Meski performa PSM sempat tertatih di awal musim, tren positif mulai terlihat. Saat ini, mereka mengoleksi tujuh poin dari sekali menang, empat kali imbang, dan sekali kalah. Posisi mereka masih tercecer di urutan ke-14 klasemen sementara.
Faktor Internal Hambat Performa
Banyak pihak menilai masalah performa PSM bukan karena racikan taktik Tavares yang buruk, melainkan faktor internal. Bek andalan Yuran Fernandes masih absen karena menjalani sanksi buntut komentar kontroversial musim lalu. Selain itu, PSM juga terkena sanksi larangan transfer FIFA yang membuat mereka tak bisa menurunkan pemain asing baru.
Dengan mayoritas skuad berisi pemain U-23, PSM hanya mampu bermain imbang 1-1 melawan tim promosi Persijap Jepara. Kekalahan tunggal mereka datang saat melawan Persita Tangerang dengan skor tipis 1-2, yang diwarnai protes keras terhadap kinerja wasit.
Namun, saat menjamu Persija Jakarta, PSM menunjukkan taringnya. Mereka menang 2-1 dalam laga penuh gengsi, meski kemenangan itu harus dibayar mahal dengan absennya Yuran Fernandes di empat laga berikutnya.
Kontroversi Yuran Fernandes
Sanksi tambahan kepada Yuran Fernandes muncul karena insiden sederhana namun dinilai mencederai nilai respek.

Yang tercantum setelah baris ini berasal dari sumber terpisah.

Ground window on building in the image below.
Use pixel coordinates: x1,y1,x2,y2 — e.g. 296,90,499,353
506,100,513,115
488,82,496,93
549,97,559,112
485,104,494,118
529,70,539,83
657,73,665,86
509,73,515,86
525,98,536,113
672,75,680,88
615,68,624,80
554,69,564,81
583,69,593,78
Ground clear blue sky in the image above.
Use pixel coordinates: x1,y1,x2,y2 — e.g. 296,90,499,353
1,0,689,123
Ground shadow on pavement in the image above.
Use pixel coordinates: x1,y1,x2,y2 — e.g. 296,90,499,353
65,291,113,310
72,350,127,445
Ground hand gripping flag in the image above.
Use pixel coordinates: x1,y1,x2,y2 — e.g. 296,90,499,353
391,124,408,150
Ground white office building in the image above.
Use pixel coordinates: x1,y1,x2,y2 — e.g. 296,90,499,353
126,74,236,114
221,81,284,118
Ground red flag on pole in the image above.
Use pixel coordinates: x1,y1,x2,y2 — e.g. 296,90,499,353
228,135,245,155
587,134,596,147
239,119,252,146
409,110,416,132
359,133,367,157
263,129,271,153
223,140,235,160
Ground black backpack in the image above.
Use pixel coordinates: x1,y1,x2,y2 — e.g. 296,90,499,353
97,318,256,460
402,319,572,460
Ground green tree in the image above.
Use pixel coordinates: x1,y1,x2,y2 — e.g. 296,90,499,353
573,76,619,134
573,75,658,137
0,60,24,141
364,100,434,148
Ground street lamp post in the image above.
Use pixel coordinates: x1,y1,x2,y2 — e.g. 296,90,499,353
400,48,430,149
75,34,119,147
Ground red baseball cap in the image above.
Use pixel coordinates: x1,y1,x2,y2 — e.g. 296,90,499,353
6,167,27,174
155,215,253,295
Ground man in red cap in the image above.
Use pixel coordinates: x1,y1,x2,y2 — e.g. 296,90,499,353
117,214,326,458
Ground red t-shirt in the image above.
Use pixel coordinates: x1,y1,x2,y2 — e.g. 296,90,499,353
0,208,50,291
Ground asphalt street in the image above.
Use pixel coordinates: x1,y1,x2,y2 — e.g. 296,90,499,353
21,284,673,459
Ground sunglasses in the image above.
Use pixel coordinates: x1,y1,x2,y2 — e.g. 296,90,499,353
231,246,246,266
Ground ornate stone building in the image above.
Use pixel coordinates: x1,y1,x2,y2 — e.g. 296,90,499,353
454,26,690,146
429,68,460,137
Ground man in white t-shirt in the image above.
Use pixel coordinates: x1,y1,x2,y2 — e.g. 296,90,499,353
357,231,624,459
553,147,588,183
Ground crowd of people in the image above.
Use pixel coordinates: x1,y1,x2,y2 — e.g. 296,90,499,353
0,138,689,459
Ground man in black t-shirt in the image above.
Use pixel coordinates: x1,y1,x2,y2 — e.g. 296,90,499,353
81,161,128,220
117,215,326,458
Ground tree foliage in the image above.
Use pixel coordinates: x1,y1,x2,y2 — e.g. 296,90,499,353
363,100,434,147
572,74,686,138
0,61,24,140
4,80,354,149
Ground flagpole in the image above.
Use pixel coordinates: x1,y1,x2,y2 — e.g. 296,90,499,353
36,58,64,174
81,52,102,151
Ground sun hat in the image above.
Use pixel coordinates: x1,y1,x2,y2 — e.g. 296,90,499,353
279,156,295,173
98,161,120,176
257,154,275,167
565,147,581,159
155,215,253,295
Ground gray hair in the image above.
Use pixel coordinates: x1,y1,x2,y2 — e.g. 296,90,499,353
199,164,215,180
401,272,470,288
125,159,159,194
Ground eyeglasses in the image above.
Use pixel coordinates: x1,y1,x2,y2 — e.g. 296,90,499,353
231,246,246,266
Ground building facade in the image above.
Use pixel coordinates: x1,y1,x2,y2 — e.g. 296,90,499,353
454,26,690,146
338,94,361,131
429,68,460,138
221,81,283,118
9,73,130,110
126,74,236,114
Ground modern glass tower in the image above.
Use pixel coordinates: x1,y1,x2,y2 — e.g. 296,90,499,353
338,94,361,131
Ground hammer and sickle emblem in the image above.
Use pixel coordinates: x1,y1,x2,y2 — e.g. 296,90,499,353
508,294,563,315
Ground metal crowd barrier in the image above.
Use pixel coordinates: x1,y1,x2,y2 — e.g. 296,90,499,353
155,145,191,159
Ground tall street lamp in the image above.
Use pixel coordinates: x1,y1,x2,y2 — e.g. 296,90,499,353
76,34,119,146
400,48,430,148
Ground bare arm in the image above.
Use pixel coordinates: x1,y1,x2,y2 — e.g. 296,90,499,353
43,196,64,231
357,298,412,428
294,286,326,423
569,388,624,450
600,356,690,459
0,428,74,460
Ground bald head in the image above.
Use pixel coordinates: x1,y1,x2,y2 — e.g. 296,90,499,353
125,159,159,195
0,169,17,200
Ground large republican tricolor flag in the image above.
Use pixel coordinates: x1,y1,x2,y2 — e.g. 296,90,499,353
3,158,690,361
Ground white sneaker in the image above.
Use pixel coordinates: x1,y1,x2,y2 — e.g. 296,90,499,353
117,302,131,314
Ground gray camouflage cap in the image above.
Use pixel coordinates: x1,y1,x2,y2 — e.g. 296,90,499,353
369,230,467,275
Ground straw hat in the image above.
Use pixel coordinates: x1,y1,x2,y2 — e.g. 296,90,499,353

Kapten PSM itu menolak menyalami wasit sebelum laga kontra Persija, yang berujung larangan tampil empat pertandingan plus denda Rp50 juta.
Situasi ini membuat PSM serba salah. “Ibarat maju kena, mundur pun kena. Sudah jatuh tertimpa tangga pula,” keluh seorang ofisial tim.
Kehilangan Arsitek Pemain Muda
Kepergian Tavares meninggalkan jejak mendalam. Ia dikenal sebagai pelatih yang konsisten memberi ruang kepada pemain muda. Dua musim terakhir, ia bersama Thomas Doll (eks pelatih Persija) menjadi sedikit dari arsitek tim yang berani mengorbitkan talenta belia.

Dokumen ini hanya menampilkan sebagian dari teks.